ただ、この安全に順位があるとしたら、あなたはどう考えますか。
災害対策では、この安全の定義がよく変わります。
発災直後では、安全とは「身体の安全」に他なりません。何を置いてもまずは逃げて自分の命を守ることが最優先される安全です。
発災後は、自分がこの先どうなっていくのかという不安を解消することが優先される安全になってきます。
そして、発災後しばらくすると、今度は収入や仕事、衣食住といった生活の安全が優先されています。
それぞれ全て安全には必要なものなのですが、時期と状況によって優先されるべき安全の順位が異なってくるということで、防災支援活動では時間の経過によって変わるこれらの優先順位にどう答えていくのかが大切になります。
被災後にすべてが元通りになることはありません。
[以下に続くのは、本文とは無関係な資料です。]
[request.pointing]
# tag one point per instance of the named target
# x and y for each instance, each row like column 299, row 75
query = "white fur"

ですが、被災者の居心地のよい安全を確保するためにさまざまな支援を行っていく必要があるのです。
コロナ禍で起きた災害では、災害復旧を支援する人達はかなり限られた状態になりました。その結果、復旧が遅々として進まない状況の場所もあるようです。
そんな中でも、被災者の安全を確保するために、現地の支援者達は様々な知恵や工夫を凝らして活動をしています。
あなたに考えておいて欲しいのは、もしも自分が被災者になったとき、さまざまな安全をどうやって確保するのかということです。自分が対応策を準備しておけば、安全が安心に変わって激しく不安にならなくても済むからです。
そのために作るのがBCP(事業継続化計画。ご家庭の場合だとFCP(家族継続計画)ともいいます)で、実はこれが一番の災害対策といえるかもしれません。
安全の優先順位は変わっていきます。それに合わせた自分が生きるための継続化計画を、きちんと作っておきたいですね。